Why thermal neutron is used in fission reaction rather than fast neutron?

Why thermal neutron is used in fission reaction rather than fast neutron?

Thermal neutrons have a different and sometimes much larger effective neutron absorption cross-section for a given nuclide than fast neutrons, and can therefore often be absorbed more easily by an atomic nucleus, creating a heavier, often unstable isotope of the chemical element as a result.

How does a fast moving neutron make fission of U 235 happen?

When a free neutron hits the nucleus of a fissile atom like uranium-235 (235U), the uranium splits into two smaller atoms called fission fragments, plus more neutrons. Fission can be self-sustaining because it produces more neutrons with the speed required to cause new fissions. This creates the chain reaction.

Does fission require a neutron?

Nuclear fission can occur without neutron bombardment as a type of radioactive decay. This type of fission (called spontaneous fission) is rare except in a few heavy isotopes.

What is the difference between slow and fast neutrons?

Slow neutrons are responsible for most of nuclear fission and therefore help sustain the chain reactions. Fast neutrons, on the other hand, play a small role in fission but can transform nuclei of uranium 238 into fissile plutonium 239.

What is the difference between fast and thermal neutrons?

These terms have to do with the energy of neutrons: thermal neutrons, as their name suggests, have the energy of the order kBT, whereas fast neutrons have much higher energies. You may check here for an even finer classification. Both types of neutrons can be used in nuclear reactions: fast and thermal.

Why is U-235 more unstable than U 238?

gg-nuclides like 238U dont release enough energy when catching a neutron. So this neutrons must carry a lot of kinetic energy to excite the nucleus above the fission barrier. U-238 has 4 more neutrons than U-234 and three more neutrons than U-235. U-238 is more stable thus being more abundant naturally.

Why only uranium is used in nuclear fission?

Uranium is the fuel most widely used by nuclear plants for nuclear fission. Nuclear power plants use a certain kind of uranium, referred to as U-235, for fuel because its atoms are easily split apart. Although uranium is about 100 times more common than silver, U-235 is relatively rare.

What do fast neutrons do?

The use of fast neutrons in so-called ‘fast reactors’ allows for the production of more fissile nuclei than are destroyed, as the absorption of at least one neutron per fission by an uranium 238 nucleus transforms this uranium 238 into a fissile plutonium 239 nucleus.

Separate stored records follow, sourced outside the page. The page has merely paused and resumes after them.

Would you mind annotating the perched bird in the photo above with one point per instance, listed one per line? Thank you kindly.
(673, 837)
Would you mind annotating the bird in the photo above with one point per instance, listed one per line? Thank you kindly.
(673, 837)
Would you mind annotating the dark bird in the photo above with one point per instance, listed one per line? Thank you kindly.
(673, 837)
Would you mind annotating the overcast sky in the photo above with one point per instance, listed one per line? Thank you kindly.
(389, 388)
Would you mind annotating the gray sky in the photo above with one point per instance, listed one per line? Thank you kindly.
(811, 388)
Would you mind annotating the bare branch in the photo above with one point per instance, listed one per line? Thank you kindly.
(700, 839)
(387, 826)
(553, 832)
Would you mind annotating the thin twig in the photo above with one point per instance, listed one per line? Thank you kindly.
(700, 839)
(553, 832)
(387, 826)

What is the role of a neutron in nuclear fission?

These neutrons can induce fission in a nearby nucleus of fissionable material and release more neutrons that can repeat the sequence, causing a chain reaction in which a large number of nuclei undergo fission and an enormous amount of energy is released. …

How are fast neutrons used in nuclear fission?

Fast neutrons, on the other hand, play a small role in fission but can transform nuclei of uranium 238 into fissile plutonium 239. Other neutrons are lost when they are captured by ‘sterile’ nuclei or when they escape from the reactor as they slow down.

When does a nuclear fission reaction take place?

Nuclear fission can occur when a nucleus is rendered sufficiently unstable by the capture of a passing neutron. The probability for a fission reaction to take place depends much on how energetic these neutrons are.

Why are fast neutrons more dangerous than slow neutrons?

The fact that they possess a substantial amount of kinetic energy allows fast neutrons to fission more nuclei once they get captured. They can therefore split not only nuclei reputed fissile by slow neutrons, but also minor actinides, the heavy nuclei which build up inside nuclear fuel as radioactive waste.

What is the minimum condition for a fission chain reaction?

The required condition for a stable, self-sustained fission chain reaction in a multiplying system (in a nuclear reactor) is that exactly every fission initiate another fission. The minimum condition is for each nucleus undergoing fission to produce, on the average, at least one neutron that causes fission of another nucleus.